Second, and this is a matter of aesthetics, MBC's facility really doesn't present like sacred space. It is an unquestionably utilitarian building, and well-designed for it's purpose. But it's also essentially secular in appearance. There is no significant design feature in the building itself that contributes to a sense of being on holy ground, unless you consider Nordstrom to be holy ground. Ultimately, this doesn't bother most folks. Being American and all, we like the practical and the useful and the immediate. You can worship anywhere, and God is present wherever you seek God's presence.

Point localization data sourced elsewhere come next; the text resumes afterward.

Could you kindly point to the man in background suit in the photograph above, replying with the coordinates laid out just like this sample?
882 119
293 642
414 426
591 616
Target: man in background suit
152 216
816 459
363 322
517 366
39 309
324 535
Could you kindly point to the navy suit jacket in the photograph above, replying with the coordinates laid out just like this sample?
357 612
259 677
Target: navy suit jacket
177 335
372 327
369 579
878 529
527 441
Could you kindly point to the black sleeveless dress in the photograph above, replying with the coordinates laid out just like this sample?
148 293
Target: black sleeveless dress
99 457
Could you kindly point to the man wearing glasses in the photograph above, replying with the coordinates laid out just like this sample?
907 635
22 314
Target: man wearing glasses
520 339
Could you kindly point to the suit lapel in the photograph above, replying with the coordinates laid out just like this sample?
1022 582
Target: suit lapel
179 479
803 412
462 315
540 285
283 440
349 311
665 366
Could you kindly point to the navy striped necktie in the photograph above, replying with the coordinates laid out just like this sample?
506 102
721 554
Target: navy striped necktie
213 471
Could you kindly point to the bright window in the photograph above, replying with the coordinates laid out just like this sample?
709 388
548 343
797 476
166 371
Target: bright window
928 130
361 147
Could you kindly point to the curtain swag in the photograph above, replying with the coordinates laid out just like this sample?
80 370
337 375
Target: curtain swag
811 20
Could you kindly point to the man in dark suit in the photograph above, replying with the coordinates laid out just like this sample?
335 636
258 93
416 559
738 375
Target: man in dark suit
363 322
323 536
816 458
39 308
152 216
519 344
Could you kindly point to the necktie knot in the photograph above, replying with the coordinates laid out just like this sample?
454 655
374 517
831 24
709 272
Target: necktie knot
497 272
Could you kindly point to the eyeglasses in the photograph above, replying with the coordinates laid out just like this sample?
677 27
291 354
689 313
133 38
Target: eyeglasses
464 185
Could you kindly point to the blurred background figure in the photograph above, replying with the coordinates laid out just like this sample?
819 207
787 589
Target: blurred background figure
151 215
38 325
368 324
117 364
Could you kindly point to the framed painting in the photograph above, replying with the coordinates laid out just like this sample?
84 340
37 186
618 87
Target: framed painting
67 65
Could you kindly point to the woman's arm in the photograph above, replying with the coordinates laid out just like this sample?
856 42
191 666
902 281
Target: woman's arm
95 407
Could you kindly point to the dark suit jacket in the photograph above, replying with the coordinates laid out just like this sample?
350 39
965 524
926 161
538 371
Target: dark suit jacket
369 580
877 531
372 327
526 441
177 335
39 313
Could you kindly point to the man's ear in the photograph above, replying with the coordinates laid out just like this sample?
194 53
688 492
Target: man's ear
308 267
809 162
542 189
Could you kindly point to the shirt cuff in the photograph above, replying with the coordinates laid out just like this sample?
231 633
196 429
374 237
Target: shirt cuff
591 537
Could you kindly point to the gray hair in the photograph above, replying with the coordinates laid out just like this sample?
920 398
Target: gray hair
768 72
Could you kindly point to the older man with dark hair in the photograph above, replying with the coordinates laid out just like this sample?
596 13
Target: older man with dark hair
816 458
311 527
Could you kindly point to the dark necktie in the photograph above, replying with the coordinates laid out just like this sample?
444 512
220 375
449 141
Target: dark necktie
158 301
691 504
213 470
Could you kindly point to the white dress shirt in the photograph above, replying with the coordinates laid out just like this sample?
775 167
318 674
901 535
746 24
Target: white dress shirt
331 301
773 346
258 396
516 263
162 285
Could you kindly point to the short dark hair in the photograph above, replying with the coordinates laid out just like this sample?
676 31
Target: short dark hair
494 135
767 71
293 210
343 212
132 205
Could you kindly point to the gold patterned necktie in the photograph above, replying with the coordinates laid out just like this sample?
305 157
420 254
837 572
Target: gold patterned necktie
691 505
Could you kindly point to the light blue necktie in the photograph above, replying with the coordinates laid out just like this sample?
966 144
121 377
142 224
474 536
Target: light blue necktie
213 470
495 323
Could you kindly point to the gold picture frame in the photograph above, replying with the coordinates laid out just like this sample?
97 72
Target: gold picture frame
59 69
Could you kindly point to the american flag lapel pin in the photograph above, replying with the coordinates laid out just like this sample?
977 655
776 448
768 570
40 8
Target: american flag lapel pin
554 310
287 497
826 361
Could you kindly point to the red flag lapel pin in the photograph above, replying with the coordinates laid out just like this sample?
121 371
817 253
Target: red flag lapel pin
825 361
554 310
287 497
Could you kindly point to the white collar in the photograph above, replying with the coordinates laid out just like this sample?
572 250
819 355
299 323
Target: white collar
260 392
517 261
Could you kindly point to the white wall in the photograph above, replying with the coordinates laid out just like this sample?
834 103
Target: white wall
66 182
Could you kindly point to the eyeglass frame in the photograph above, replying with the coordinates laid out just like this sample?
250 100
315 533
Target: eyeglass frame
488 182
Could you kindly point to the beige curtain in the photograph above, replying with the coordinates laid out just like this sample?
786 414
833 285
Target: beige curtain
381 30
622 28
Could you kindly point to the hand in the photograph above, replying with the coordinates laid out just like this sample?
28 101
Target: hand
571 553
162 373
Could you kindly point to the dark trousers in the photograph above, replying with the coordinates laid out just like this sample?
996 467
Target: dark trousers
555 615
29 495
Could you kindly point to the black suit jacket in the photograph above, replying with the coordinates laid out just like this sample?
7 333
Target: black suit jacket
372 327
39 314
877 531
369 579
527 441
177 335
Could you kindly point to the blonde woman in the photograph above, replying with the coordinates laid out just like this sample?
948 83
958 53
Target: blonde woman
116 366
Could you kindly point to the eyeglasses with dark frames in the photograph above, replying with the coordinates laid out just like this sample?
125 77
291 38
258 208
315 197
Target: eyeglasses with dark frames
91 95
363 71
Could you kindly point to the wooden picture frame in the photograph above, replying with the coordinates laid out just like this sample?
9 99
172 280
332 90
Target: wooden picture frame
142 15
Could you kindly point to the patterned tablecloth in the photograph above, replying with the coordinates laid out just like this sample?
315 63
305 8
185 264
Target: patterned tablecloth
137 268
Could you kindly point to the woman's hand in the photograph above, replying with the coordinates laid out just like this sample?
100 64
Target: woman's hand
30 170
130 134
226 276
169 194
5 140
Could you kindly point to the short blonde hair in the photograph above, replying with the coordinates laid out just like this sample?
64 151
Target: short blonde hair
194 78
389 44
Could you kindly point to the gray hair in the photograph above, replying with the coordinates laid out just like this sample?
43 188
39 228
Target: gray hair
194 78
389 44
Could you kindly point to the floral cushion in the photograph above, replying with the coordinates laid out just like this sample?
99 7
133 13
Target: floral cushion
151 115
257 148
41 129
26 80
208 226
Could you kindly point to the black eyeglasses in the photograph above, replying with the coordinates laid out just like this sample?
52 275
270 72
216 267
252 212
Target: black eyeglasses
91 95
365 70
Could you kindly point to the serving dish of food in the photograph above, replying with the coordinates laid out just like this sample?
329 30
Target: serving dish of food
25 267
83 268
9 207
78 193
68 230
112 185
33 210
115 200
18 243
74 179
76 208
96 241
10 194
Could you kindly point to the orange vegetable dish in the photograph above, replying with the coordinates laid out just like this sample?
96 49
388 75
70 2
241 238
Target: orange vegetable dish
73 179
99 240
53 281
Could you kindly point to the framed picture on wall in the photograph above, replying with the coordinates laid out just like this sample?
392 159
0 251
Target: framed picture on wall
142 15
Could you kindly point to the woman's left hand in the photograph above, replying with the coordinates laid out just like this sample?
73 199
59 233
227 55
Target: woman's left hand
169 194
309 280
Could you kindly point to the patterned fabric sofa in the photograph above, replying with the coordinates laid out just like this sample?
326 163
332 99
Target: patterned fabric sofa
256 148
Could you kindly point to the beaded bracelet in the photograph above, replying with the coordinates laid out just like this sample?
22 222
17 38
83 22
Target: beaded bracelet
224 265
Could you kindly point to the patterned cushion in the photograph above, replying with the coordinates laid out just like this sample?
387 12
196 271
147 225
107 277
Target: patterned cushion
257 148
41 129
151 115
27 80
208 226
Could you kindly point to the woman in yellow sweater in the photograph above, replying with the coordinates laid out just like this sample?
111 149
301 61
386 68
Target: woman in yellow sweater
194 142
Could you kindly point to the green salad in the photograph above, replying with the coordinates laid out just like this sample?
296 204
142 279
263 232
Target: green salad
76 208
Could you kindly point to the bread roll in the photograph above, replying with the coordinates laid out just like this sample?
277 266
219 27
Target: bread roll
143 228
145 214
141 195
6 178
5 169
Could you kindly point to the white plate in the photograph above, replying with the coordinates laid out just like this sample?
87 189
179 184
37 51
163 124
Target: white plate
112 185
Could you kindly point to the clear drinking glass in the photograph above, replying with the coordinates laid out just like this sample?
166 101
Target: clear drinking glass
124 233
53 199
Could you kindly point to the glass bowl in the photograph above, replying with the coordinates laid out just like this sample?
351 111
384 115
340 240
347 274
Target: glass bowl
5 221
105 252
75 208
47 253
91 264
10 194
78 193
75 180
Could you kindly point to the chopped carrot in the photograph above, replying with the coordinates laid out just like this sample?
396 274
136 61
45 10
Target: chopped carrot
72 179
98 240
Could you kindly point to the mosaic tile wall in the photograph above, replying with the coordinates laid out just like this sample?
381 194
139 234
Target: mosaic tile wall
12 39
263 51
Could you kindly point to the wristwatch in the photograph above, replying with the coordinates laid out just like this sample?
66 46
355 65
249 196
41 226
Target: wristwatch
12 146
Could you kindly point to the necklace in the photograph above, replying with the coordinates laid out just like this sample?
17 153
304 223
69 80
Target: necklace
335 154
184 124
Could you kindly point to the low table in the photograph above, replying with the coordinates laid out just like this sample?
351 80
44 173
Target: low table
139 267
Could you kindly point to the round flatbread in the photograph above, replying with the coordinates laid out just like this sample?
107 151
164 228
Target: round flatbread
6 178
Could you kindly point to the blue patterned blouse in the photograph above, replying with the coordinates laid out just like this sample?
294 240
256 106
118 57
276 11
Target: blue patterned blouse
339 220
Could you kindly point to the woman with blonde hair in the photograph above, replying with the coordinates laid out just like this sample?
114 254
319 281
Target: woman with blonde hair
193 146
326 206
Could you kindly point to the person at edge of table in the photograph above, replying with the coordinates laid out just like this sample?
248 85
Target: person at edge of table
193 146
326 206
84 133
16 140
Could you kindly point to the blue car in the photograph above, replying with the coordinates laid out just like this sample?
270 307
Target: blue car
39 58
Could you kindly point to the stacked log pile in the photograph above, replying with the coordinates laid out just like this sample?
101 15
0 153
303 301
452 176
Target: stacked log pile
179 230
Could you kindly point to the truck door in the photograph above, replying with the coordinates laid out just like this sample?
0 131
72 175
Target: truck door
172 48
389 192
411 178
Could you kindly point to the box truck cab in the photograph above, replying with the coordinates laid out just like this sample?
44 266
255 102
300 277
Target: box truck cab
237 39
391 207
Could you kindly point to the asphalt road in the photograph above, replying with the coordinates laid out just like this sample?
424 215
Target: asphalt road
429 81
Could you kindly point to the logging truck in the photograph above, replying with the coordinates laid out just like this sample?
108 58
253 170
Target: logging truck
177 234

It is, as they say, what's inside that counts.
I came away from my Mclean Bible Church site visit in much the same way I came away from my reading of Joel Osteen’s “Your Best Life Now.”  Meaning, I found in it more that was graceful and good than I'd expected. The essential teachings of Jesus were there, up to a point, most likely in enough quantity that lives are being transformed and conformed to His grace. Westboro Baptist it most certainly is not.
It skillfully uses the tools of the marketplace, it has wildly succeeded according to the terms of the marketplace. But...as the early church learned when it conformed itself to the power of the state and reaped worldly prosperity...sometimes that comes with a cost.
And that poses a challenge for the folks who yearn for communities that are more intimate, that are more organic, that are less visible manifestations of material success.
It’s easy to look to such a congregation, and assume that this is goal.  Here, thousands upon thousands, getting exactly what they want.  Here, the message of the Gospel is being spread with the precision and efficiency of a rapidly spreading new franchise.
What ground do we have to stand on, if we want to offer something very, very different?
For that, let’s look to where scripture offers us theologies of intimacy, and the spirituality of the small.


LINK TO CHAPTER FIVE


QUESTIONS FOR REFLECTION AND DISCUSSION:

  1. What is the largest congregation or faith community you’ve ever participated in?  Share with one another what that experience was like.
  2. Large congregations, in order to engage membership and sustain relationships, often create smaller communities within themselves.  What are some examples you can think of/imagine?  How are those “little churches in the big church” different from a free-standing small community?
  3. What are some of the benefits of a larger faith gathering?  What are the weaknesses?
  4. One observation made during the site-visit/participant observer case study laid out in this chapter was that every aspect of the life of the megachurch was perfectly, seamlessly choreographed and planned.  Is this appealing?  If so, why?  If not, why not?